GLP-1 Anti-Obesity Medications work because they mimic/spark the reaction of the naturally occurring GLP-1 hormone. The wide range of benefits of GLP-1 includes lowering blood sugar and reducing weight, as well as other benefits such as improving lipid disorders and fatty liver disease, reducing heart disease risk, and delaying diabetes-related nephropathy progression (Cleveland Clinic, 2023). The recently approved medications are focusing on weight loss, however, companies are exploring the range of benefits that the GLP-1 hormone provides for the next evolution of these medications (Cleveland Clinic, 2023).

 

GLP-1 medication benefits and effectiveness for weight loss vary based on several factors including starting weight, the specific GLP-1 drug used, and the dosage (Castro, 2022).

 

Strong Results of an Early Study on Semaglutide (Wilding et al., 2021)

  • One study on once-weekly semaglutide (2.4 mg) involving 2,000 obese adults showed an average body weight loss of about 15% after 68 weeks.

  • The study compared participants on semaglutide in addition to a diet and exercise program to those who only followed the diet and exercise regimen.

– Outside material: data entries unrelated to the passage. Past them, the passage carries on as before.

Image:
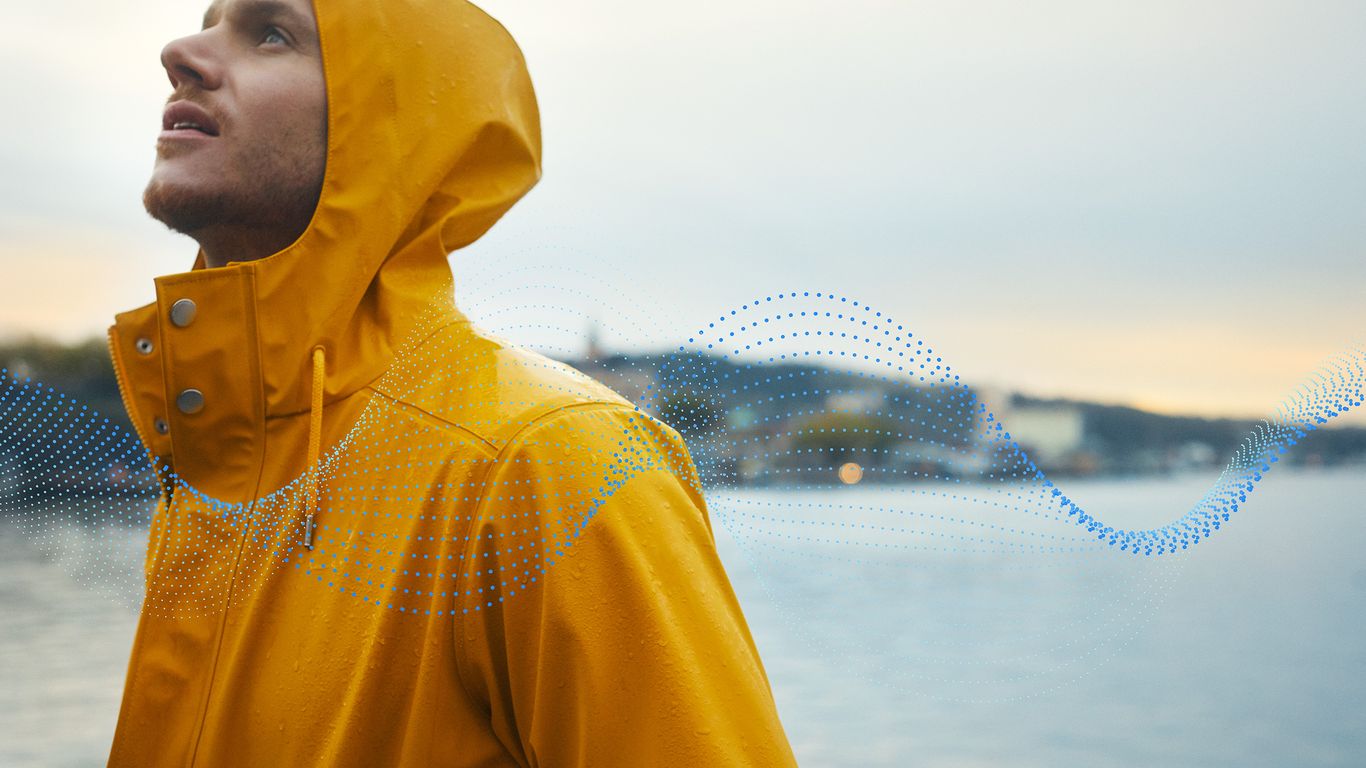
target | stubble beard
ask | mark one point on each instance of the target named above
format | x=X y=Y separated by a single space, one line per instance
x=277 y=205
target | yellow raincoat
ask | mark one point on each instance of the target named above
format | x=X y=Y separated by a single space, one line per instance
x=384 y=537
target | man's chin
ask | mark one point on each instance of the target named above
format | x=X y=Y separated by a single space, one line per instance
x=183 y=208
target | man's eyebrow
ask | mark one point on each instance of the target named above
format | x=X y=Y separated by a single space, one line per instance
x=256 y=10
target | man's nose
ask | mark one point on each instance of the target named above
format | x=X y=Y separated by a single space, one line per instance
x=187 y=62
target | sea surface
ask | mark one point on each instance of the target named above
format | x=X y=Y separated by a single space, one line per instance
x=1249 y=651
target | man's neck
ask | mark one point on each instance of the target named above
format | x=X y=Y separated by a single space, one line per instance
x=224 y=245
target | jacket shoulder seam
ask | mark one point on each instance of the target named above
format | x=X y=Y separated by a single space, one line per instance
x=491 y=476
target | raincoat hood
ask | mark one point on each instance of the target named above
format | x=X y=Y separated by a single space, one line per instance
x=424 y=597
x=433 y=134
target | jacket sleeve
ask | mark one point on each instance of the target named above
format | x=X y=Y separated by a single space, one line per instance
x=596 y=622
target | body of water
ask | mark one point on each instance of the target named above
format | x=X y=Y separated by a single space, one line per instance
x=941 y=651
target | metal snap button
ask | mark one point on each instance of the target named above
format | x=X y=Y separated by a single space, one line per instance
x=182 y=312
x=190 y=401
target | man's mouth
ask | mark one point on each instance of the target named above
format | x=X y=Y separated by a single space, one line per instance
x=189 y=118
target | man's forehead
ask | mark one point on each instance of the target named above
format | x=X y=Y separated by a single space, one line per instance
x=257 y=7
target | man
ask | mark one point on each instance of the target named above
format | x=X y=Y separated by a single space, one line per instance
x=384 y=539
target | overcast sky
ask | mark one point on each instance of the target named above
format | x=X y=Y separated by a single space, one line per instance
x=1150 y=202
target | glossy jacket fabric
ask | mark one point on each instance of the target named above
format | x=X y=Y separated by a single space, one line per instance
x=387 y=539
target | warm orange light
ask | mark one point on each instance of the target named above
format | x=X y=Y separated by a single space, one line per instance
x=850 y=473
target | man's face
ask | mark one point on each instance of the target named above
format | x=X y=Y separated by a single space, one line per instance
x=243 y=141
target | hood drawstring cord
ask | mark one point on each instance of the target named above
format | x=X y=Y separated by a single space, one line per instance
x=310 y=502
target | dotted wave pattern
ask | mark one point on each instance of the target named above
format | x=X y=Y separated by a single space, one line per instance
x=474 y=468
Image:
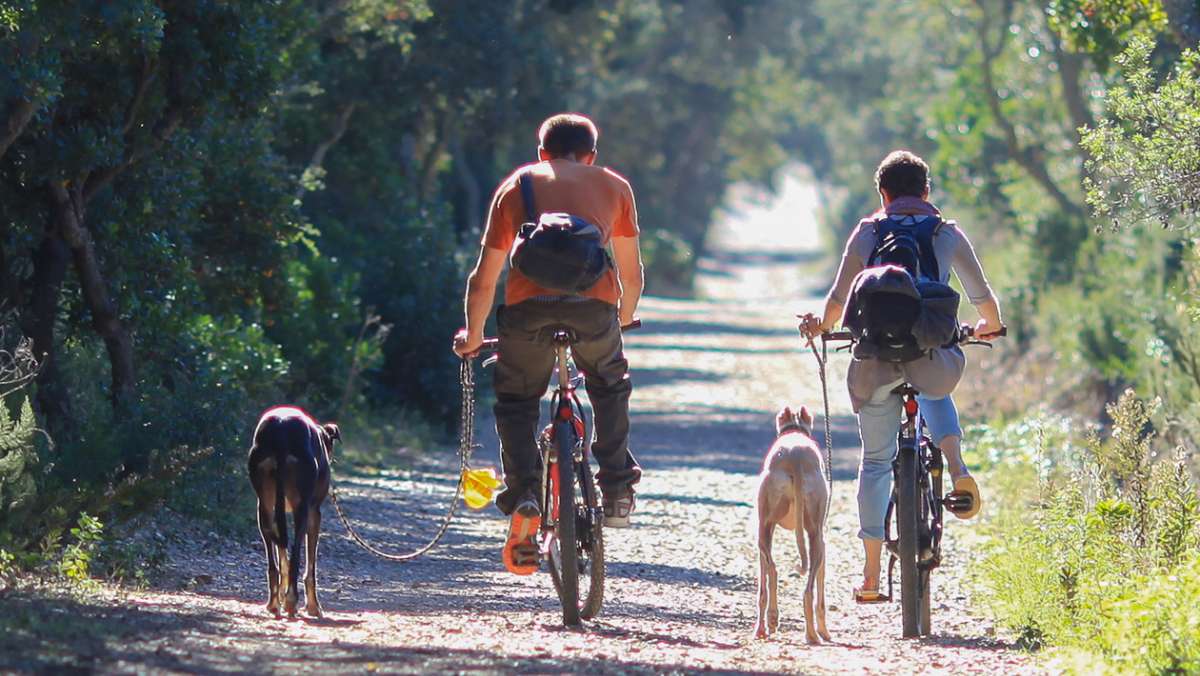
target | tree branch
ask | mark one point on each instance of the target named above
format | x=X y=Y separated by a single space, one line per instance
x=96 y=181
x=1027 y=157
x=341 y=124
x=105 y=317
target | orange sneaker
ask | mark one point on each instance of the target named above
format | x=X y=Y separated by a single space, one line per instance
x=521 y=556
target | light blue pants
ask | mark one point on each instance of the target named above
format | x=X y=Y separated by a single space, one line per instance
x=879 y=423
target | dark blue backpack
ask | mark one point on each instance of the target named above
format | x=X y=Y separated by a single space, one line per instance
x=558 y=251
x=899 y=309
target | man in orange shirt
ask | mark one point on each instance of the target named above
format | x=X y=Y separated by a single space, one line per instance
x=565 y=179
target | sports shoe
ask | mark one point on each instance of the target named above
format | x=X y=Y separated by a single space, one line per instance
x=520 y=554
x=617 y=508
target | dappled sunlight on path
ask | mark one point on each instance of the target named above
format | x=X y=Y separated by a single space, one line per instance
x=709 y=374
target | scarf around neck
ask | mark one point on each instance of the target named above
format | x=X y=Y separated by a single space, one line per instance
x=909 y=205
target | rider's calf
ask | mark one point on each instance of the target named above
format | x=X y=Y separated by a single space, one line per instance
x=289 y=470
x=792 y=494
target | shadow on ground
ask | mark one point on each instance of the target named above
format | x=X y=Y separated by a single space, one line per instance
x=52 y=632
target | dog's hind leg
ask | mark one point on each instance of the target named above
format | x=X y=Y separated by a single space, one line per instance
x=312 y=536
x=815 y=527
x=768 y=614
x=273 y=563
x=798 y=507
x=300 y=518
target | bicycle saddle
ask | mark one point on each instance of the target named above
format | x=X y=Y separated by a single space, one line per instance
x=561 y=335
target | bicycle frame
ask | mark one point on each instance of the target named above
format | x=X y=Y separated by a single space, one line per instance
x=565 y=407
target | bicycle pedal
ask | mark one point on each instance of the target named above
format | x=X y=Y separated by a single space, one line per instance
x=958 y=502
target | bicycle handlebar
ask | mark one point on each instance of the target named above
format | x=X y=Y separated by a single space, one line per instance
x=493 y=344
x=966 y=335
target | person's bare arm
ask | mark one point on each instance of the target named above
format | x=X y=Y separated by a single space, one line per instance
x=627 y=255
x=989 y=318
x=970 y=271
x=835 y=303
x=478 y=303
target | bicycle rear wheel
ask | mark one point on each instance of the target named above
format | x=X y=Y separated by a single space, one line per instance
x=907 y=519
x=563 y=555
x=589 y=533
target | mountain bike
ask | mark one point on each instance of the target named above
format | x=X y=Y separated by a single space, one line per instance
x=916 y=508
x=571 y=536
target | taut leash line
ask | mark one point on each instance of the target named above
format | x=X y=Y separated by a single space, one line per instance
x=822 y=358
x=466 y=447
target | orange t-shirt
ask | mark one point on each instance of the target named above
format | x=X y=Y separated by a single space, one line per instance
x=597 y=195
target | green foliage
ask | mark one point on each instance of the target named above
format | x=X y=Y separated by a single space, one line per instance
x=1146 y=160
x=18 y=461
x=1087 y=551
x=77 y=556
x=1103 y=28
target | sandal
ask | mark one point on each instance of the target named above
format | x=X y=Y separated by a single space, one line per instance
x=862 y=594
x=964 y=501
x=521 y=556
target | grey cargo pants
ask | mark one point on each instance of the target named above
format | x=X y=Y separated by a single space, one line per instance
x=522 y=375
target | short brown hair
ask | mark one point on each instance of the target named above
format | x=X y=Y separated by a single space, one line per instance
x=903 y=174
x=568 y=133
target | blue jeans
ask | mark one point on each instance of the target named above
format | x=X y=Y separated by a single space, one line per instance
x=879 y=423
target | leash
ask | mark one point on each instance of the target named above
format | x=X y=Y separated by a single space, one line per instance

  • The key findings were as follows:

  • Nearly a third of the participants using semaglutide lost 20% of their body weight.

  • In contrast, adults only incorporating diet and exercise lost about 2.4% of their body weight.

 

FDA Study References:

  • Wegovy: According to the FDA, people using Wegovy lost 12.4% of their initial body weight on average as compared to people using the placebo (FDA, 2021)

  • Zepbound: In a trial for Zepbound, participants on the highest approved dose (15 mg once per week) lost 18% of their body weight on average compared to participants receiving a placebo (Thompson, 2023)

 

These studies highlight the potential high effectiveness of GLP-1 medications in weight management. However, it's important to note that studies show weight regain recurrence after stopping the medication (Surampudi, 2023). This underscores the importance of lifestyle changes for sustainable weight management, including diet and exercise. Dr. Surampudi emphasizes that while anti-obesity medications are a valuable tool, the fundamentals of weight management remain diet and exercise.

 

We recommend consulting with a healthcare provider to determine the most appropriate treatment plan, as these medications may not be suitable for everyone and individual results can vary.